Dir: Alain Cavalier. France. 2011. 105mins
Pater is arguably the ultimate two-people-in-a room film - and so is only partly as departure for veteran experimentalist Alain Cavalier, who over the last few years has proved himself France’s master of the one-main-in-a-room film. In recent work - including 2009’s superb memoir Irène, about a former partner - Cavalier has used video and strictly restricted resources to create intimate, highly crafted, seemingly off-the-cuff personal essays that are the very definition of the 100% authored cinema dreamed of by the precursors of the Nouvelle Vague.
Cavalier and Lindon add little of note in this dressing-up game for adults.
Cavalier varies his approach in Pater, in which he joins with popular actor Vincent Lindon in a sometimes comic double act that could be described variously as improvised acting exercise, political satire, quasi-documentary experiment and folie à deux. Occasionally droll and engaging, this often opaque venture ultimately disappears up its own meta-cinematic derrière, and is unlikely to appeal outside a hardcore coterie of Francophile lovers of experiment. Commercial prospects are negligible.
The film is shot on DV cameras, sometimes actually wielded on camera by either Lindon or Cavalier, or both simultaneously, at a number of locations, including the homes of both men (Lindon has a large walk-in closet that provides the only concession to spectacle).
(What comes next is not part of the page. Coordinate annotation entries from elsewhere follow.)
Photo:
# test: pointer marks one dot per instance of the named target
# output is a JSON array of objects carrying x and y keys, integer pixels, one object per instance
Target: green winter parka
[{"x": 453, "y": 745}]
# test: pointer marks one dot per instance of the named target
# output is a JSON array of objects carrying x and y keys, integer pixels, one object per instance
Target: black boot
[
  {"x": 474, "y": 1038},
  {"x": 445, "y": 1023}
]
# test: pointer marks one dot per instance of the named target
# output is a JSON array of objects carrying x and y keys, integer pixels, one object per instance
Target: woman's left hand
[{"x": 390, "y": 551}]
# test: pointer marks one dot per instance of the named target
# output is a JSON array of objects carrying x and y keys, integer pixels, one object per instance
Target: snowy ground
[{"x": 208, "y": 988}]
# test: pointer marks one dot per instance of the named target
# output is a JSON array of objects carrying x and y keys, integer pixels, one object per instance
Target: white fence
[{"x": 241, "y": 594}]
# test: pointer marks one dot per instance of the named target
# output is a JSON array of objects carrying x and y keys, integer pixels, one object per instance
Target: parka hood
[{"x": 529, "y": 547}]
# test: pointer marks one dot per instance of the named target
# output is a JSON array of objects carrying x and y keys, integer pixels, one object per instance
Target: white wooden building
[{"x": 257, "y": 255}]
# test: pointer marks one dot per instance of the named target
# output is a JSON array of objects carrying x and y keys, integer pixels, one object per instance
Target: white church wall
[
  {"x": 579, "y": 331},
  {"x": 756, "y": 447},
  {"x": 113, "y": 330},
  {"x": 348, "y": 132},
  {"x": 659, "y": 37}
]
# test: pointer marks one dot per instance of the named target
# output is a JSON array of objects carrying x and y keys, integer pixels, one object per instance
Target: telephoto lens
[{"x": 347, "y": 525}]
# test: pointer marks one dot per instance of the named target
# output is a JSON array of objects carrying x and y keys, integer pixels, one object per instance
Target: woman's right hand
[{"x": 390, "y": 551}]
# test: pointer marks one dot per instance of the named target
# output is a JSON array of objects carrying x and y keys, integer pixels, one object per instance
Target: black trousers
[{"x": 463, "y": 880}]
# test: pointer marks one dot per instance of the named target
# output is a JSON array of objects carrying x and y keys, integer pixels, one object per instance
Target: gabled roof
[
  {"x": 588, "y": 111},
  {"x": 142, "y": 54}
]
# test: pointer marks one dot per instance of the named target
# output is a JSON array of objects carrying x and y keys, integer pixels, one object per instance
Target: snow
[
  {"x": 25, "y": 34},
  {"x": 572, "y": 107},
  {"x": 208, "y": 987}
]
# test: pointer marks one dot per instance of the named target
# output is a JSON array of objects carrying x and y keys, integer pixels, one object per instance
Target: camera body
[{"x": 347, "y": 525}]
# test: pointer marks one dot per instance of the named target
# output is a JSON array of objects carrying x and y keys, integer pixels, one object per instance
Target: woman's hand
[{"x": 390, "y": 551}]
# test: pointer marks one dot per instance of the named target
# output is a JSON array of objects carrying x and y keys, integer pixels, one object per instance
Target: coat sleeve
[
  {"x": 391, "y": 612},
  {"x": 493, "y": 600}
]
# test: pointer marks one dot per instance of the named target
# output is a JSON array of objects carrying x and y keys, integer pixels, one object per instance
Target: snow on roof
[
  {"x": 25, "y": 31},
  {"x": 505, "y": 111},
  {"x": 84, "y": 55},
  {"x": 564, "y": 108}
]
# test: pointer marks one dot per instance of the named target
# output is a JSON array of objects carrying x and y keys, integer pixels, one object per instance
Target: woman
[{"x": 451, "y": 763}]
Pater begins with a lunch of canapés prepared in close-up, and Cavalier and Lindon discussing the video project they’re embarking on.
It will involve the wearing of suits and ties, which - Cavalier points out - will come out of the production budget rather than the men’s own pockets. The first in a series of role-playing exercises reveals the basic scenario: Cavalier will play the President of the Republic and Lindon his newly appointed as Prime Minister. They discuss their plans for several radical new laws, proposing for example that any elected official who steals as much as one euro from any citizen will incur maximum penalties. They then decide to pass a bill stipulating that, if there’s such a thing as a minimum wage, then there should be a maximum one too.
The film follows the two politicians’ relationship, through the rise of Lindon (or ‘Lindon’, if we’re to see him as a fictional character), through the suggestion that he might one day be President himself, through to his eventual sacking. In between, the two politicians, and/or the men who play them, swap improvised banter with a group of other actors and act out scenes from an imaginary political life: Lindon visits a bakery and listens to a barfly dispensing misogynistic repartee, and Cavalier gazes at himself in the mirror after having (genuinely, it appears) undergone cosmetic surgery to reduce his sagging dewlaps.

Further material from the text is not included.